FE also come from the lm_robust() function:

est.fe <- lm_robust(lwage ~ I(exper^2) + married + union + rur + year, 
              data = df, fixed_effects = ~id)
  1. Explain why we cannot estimate coefficients on educ, black, hisp, or exper in the fixed effects model. (Note: the reason for not being able to estimate exper is more nuanced)

Clustered standard errors

As discussed in class, the most appropriate standard errors account for within-person serial correlation and are robust to heteroskedasticity. We already used these for pooled OLS and fixed effects, but not for random effects.

clust.re <- coef_test(est.re, vcov = "CR1", cluster = "individual")
clust.re.SE <- clust.re$SE
names(clust.re.SE) <- names(est.re$coefficients)

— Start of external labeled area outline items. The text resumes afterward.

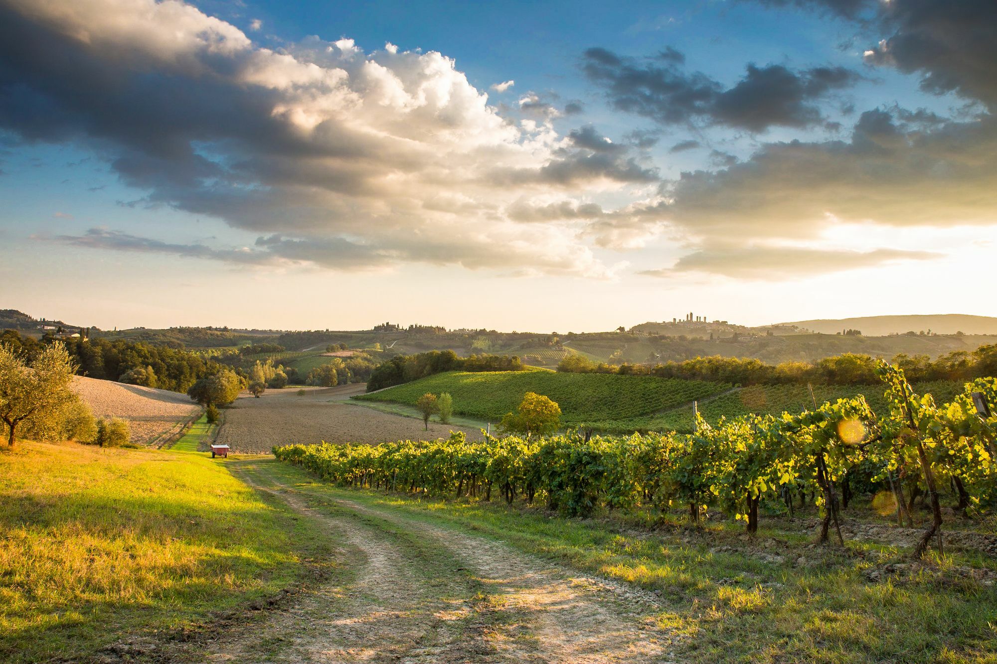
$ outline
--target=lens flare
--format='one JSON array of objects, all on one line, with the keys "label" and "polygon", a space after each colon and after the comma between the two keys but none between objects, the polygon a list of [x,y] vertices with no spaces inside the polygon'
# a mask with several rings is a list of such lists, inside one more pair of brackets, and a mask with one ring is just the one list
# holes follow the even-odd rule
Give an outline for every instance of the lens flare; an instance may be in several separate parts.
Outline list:
[{"label": "lens flare", "polygon": [[872,508],[882,516],[887,516],[896,511],[896,497],[893,492],[879,492],[872,497]]},{"label": "lens flare", "polygon": [[857,445],[865,440],[865,427],[858,420],[841,420],[837,423],[837,437],[845,445]]}]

We can put these all in one modelsummary table:

modelsummary(list("POLS"=est.pols,"RE"=est.re,"FE"=est.fe),
             statistic_override=list(sqrt(diag(est.pols$vcov)),clust.re.SE,sqrt(diag(est.fe$vcov))),
             output="markdown")
POLS RE FE
(Intercept) 0.165 0.036
(0.163) (0.161)
educ 0.087 0.091
(0.011) (0.011)
black -0.149 -0.141
(0.051) (0.051)
hisp -0.016 0.016
(0.040) (0.040)
exper 0.069 0.106
(0.019) (0.016)
I(exper^2) -0.002 -0.005 -0.005
(0.001) (0.001) (0.001)
married 0.126 0.065 0.047
(0.026) (0.019) (0.018)
union 0.182 0.107 0.079
(0.028) (0.021) (0.019)
rur -0.138 -0.023 0.049
(0.035) (0.031) (0.031)
year1981 0.053 0.040 0.152
(0.028) (0.028) (0.027)
year1982 0.055 0.030 0.254
(0.037) (0.035) (0.028)
year1983 0.049 0.019 0.357
(0.046) (0.044) (0.032)
year1984 0.074 0.041 0.494
(0.057) (0.055) (0.040)
year1985 0.090 0.056 0.622
(0.066) (0.064) (0.048)
year1986 0.120 0.089 0.771
(0.076) (0.075) (0.059)
year1987 0.151 0.132 0.931
(0.085) (0.085) (0.070)
Num.Obs. 4360 4360 4360
R2 0.199 0.181 0.621
R2 Adj. 0.196 0.178 0.566
Std.Errors CR2 HC2
  1. Interpret the coefficient on union across the three models.

  2. Comment on the comparability of the pooled OLS and RE estimators when within-person serial correlation has been properly addressed.